Here are a few items I managed to copy down:
- MARTA is among the ten largest transit agencies in the United States. Among these ten agencies, MARTA is the only one that does not receive any sort of operating funds from the state.
- A recent study (anyone have a link?) showed that among comparable rail systems, the cost per passenger on MARTA is the lowest. That means that MARTA is among the most cost efficient of the transit agencies.
- Asphalt advocates claim that asphalt is cheaper than rail, but they’re only referring to the fixed cost. When you take the total cost into account — fixed plus variable — rail is the cheapest alternative because it services the largest number of passengers per operator.
- When MARTA was able to do so, they set up a rainy day fund, but that fund is currently running out. If nothing is done at the state level, there will be (not could be — will be) more service cutbacks at every level of operation within the next twelve months. These cutbacks may include eliminating weekend service, or even shutting down entirely.
Given the benefits to the local economy and mobility, this place ITP, the place we call our home, would suffer terrible consequences for allowing MARTA to shut down. We can all make sure we do our part to let the governor and our public servants on the state level know that such a scenario would be irresponsible and inexcusable.
July 4th, 2004 at 2:35 am
One of the great tragedies is that pols from both parties who live outside the region run against MARTA, rather than explaining to the citizens from all regions of the state how MARTA benefits them. No MARTA to the airport, To Lenox, To Perimeter, and to the Dome, then far less convention traffic.
If you take a third of the convention related revenue away from the state, lots of programs in rural Georgia suffer. It’s not just Atlantans who benefit from MARTA, it’s everyone.
July 7th, 2004 at 12:24 pm
Has anyone at MARTA looked into additional funding from the Federal government, say the EPA or Department of Transportation?
If Atlanta and GA as a state want to avoid being a enviromental disaster like L.A. We, the citizens and our elected politcal officials, need to get busy before it is to late. To prevent an unhealthy enviroment is less expensive than to try and clean up the mess. It is in the best interest of the entire population of the state to work togather to prevent loss of jobs and tourism that will result when the Georgia State Capital is a enviromental disaster. Who wants to visit or invest in business in a state that doesn’t even care about being unhealthy? Air and water pollution affect the entire state not just a city, maybe our legistative representives need to keep this fact in mind.
July 13th, 2004 at 12:53 pm
My guess is that the study you heard about comes from the Texas Transportation Institute, since that’s where I went for some comparative data on MARTA when I was researching a story in 2002. They’ve got some Atlanta data for their 2003 Urban Mobility Study.

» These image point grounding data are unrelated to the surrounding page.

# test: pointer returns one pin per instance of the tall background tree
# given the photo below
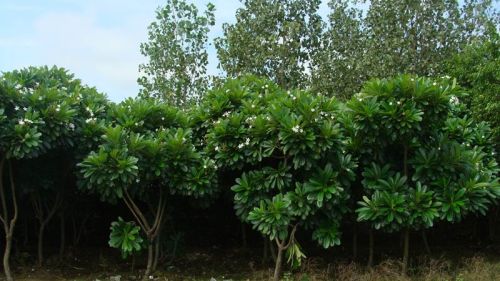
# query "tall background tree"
(387, 38)
(176, 52)
(275, 39)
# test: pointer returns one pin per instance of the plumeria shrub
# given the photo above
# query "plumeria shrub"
(39, 121)
(146, 154)
(422, 161)
(289, 150)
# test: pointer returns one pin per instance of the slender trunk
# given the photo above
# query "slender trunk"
(354, 242)
(277, 268)
(370, 248)
(243, 236)
(406, 250)
(272, 250)
(26, 232)
(40, 244)
(132, 267)
(41, 210)
(62, 242)
(265, 256)
(4, 217)
(157, 253)
(149, 268)
(492, 218)
(6, 257)
(426, 243)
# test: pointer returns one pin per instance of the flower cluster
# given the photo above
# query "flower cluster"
(454, 100)
(241, 145)
(297, 129)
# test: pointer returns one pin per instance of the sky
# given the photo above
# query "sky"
(97, 40)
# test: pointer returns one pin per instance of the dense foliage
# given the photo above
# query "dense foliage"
(43, 118)
(288, 147)
(423, 161)
(404, 151)
(377, 39)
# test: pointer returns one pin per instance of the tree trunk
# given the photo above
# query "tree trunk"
(157, 253)
(492, 218)
(40, 244)
(6, 257)
(426, 243)
(149, 268)
(406, 250)
(370, 248)
(8, 223)
(277, 268)
(354, 242)
(62, 244)
(243, 235)
(265, 256)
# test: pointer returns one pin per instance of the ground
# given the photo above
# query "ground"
(223, 264)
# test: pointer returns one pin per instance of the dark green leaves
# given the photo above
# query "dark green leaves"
(126, 237)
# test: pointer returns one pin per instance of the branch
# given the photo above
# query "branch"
(3, 217)
(14, 201)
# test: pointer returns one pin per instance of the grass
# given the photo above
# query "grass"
(475, 268)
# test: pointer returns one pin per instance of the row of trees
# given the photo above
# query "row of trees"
(289, 43)
(399, 156)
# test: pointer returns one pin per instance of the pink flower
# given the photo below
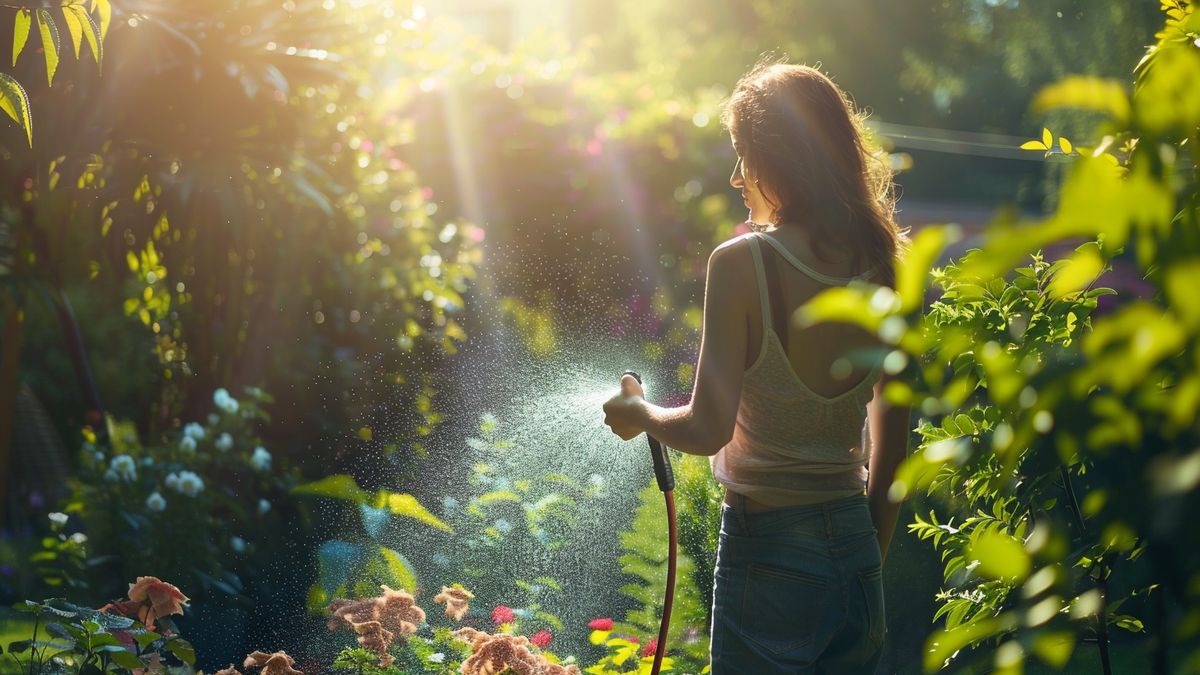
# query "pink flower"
(541, 638)
(503, 615)
(165, 598)
(651, 647)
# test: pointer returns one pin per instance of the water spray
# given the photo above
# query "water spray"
(665, 478)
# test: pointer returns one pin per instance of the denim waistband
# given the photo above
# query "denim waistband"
(828, 519)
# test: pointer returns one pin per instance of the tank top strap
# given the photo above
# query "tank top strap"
(755, 250)
(775, 294)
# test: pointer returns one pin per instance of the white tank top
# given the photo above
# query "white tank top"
(791, 444)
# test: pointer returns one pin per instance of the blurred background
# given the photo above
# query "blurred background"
(415, 245)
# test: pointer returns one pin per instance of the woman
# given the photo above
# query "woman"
(792, 416)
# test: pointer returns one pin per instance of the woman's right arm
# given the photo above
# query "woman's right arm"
(889, 446)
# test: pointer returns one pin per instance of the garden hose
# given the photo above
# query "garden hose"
(665, 478)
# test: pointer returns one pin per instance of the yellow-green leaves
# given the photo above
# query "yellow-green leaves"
(912, 273)
(15, 102)
(49, 31)
(1087, 93)
(1079, 270)
(22, 23)
(1168, 96)
(1047, 143)
(408, 507)
(1000, 556)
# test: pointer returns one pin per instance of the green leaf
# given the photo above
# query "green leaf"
(15, 102)
(407, 506)
(339, 487)
(913, 272)
(51, 43)
(400, 568)
(105, 11)
(183, 650)
(21, 33)
(1080, 269)
(75, 29)
(1000, 556)
(1089, 93)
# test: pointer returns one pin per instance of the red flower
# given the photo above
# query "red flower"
(600, 623)
(651, 647)
(541, 638)
(503, 615)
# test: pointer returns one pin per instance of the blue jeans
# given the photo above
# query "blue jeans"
(798, 590)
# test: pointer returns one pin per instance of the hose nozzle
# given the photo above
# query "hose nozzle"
(663, 472)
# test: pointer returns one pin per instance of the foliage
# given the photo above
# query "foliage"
(357, 568)
(509, 514)
(1063, 458)
(83, 21)
(213, 481)
(89, 640)
(645, 559)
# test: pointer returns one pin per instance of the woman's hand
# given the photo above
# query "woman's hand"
(624, 412)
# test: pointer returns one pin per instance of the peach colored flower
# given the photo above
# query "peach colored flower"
(378, 621)
(503, 615)
(541, 638)
(651, 647)
(277, 663)
(163, 598)
(491, 655)
(455, 598)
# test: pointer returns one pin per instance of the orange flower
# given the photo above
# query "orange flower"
(163, 598)
(277, 663)
(455, 597)
(498, 653)
(378, 621)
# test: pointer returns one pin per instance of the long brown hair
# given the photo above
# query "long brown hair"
(803, 141)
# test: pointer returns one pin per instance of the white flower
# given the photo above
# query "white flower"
(190, 483)
(155, 502)
(225, 401)
(124, 467)
(261, 459)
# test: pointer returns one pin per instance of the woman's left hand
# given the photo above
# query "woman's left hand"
(624, 413)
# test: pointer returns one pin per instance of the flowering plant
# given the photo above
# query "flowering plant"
(135, 634)
(213, 479)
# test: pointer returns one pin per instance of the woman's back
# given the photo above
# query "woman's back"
(801, 434)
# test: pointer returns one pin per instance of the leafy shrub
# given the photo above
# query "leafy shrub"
(1063, 458)
(209, 499)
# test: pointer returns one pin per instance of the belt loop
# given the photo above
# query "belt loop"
(741, 508)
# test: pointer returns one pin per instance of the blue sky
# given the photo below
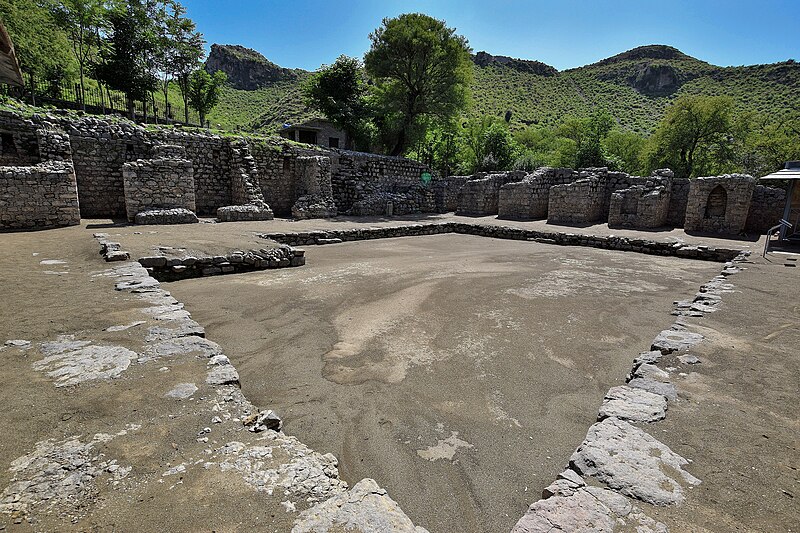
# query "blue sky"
(565, 34)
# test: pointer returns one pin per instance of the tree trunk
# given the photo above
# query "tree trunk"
(33, 91)
(400, 144)
(83, 90)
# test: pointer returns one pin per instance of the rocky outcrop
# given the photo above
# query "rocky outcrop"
(246, 68)
(655, 79)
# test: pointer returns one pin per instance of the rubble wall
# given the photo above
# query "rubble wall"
(719, 204)
(38, 196)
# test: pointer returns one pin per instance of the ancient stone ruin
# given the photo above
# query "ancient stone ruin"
(59, 169)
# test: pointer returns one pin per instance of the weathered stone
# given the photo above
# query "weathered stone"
(365, 508)
(651, 357)
(263, 421)
(656, 387)
(18, 343)
(153, 261)
(118, 255)
(669, 341)
(187, 345)
(71, 365)
(222, 375)
(53, 473)
(632, 462)
(125, 326)
(648, 371)
(182, 391)
(587, 509)
(636, 405)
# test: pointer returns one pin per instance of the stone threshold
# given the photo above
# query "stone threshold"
(176, 268)
(611, 242)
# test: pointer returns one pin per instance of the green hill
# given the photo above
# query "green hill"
(634, 86)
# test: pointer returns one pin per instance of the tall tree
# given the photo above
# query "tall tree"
(204, 91)
(694, 137)
(422, 72)
(126, 58)
(339, 91)
(82, 21)
(179, 50)
(41, 46)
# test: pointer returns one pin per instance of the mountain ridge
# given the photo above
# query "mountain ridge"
(635, 86)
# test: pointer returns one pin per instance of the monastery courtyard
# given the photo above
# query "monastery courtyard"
(461, 372)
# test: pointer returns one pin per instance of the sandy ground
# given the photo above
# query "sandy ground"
(738, 418)
(47, 289)
(455, 370)
(459, 372)
(211, 237)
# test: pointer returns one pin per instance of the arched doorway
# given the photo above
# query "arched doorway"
(717, 202)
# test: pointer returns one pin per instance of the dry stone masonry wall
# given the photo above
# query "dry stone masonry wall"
(164, 182)
(252, 178)
(719, 204)
(38, 196)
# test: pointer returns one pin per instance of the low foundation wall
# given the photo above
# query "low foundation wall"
(645, 246)
(173, 269)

My other guess is that being the most efficient transit agency is something like being the least annoying Spice Girl. (Which is Sporty.)
The “MARTA isn’t funded by the state” argument never cut all that much ice with me, even if economic growth in Atlanta benefits the state as a whole (which it does). New York would join Georgia in a heartbeat in that category, if Pataki et al. could figure out a way to do it.
One historical note — at this point in the NYC subway’s history (1929; the first subway ran in 1904) the system looked a great deal more like Atlanta’s current situation than it does like NYC’s, in that there were three competing transit agencies (IMD, IRT and BMT) competing with each other, not coordinating very well, and suffering from various degrees of egregious financial mismanagement. I believe the city didn’t control all three lines until sometime around World War II. And if Brooklyn and Queens had had the degree of independence from NYC government that Cobb, Gwinnett and Clayton Counties have had from the city of Atlanta, I doubt the connections between the boroughs would have been nearly as extensive as they are now. In other words, I suspect that a great deal of the reason why the NYC subway is so much bigger (in every sense) than MARTA is that the NYC government had a greater ability to bully than Atlanta’s has had. Whatever improvements happen to MARTA have to happen in the context of a much smaller amount of city power.
(I know more about the history of the NYC subway than I know about those of the Chicago El, the DC Metro, the Boston T, and BART/MUNI, which is why I’m not making those comparisons here; but certainly someone should.)